Dehydrocyclization–cracking of methyl oleate by Pt catalysts supported on a ZnZSM-5–Al2O3 hierarchical composite

Abstract

The dehydrocyclization–cracking of methyl oleate was performed by ZnZSM-5–Al₂O₃ hierarchical composite-supported Pt catalysts in the range of 450–550 °C under 0.5 MPa hydrogen pressure. Most catalysts converted methyl oleate completely and produced aromatics with more than 10 wt% yield as well as valuable fuels even at 450 °C. The reactivity of catalysts changed remarkably depending on the addition method of Pt, while supporting Pt of 0–0.16 wt% did not affect the pore structure of each catalyst.
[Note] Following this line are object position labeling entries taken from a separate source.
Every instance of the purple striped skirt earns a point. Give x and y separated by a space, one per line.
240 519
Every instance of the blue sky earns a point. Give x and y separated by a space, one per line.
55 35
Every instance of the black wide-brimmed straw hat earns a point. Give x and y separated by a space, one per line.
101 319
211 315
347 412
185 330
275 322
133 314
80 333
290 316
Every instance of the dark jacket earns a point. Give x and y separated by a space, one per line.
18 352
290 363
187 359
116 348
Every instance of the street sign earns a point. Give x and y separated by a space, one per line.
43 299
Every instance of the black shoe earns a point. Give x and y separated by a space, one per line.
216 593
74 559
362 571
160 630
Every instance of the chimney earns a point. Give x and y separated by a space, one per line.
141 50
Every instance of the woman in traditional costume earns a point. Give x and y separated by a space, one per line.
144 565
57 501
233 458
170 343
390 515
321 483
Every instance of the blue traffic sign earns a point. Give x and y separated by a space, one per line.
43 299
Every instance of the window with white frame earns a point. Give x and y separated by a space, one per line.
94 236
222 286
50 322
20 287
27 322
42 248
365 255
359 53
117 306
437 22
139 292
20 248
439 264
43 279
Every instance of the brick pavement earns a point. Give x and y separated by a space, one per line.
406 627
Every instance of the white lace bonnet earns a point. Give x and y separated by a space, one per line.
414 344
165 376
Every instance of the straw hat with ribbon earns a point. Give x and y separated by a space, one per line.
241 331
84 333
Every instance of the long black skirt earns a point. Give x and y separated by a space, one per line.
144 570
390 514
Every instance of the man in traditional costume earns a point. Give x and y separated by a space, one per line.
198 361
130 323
When Pt was introduced into the composite support by the conventional impregnation method, remarkable hydrocracking proceeded through the decarboxylation and decarbonylation of methyl oleate and the successive conversion of C17 fragments and gave the significant amounts of gaseous products. Nevertheless, the selectivity for the aromatics of the gasoline fraction was relatively high and the yields of aromatics reached maximum 19% at 500 °C under 0.5 MPa, suggesting that gaseous olefins would be cyclized through the Diels–Alder reaction on ZnZSM-5 in the composite support. In contrast, when Pt was introduced into catalysts by ion-exchange with ZnZSM-5, the significant conversion of methyl oleate was inhibited and produced liquid fuels in a wide range.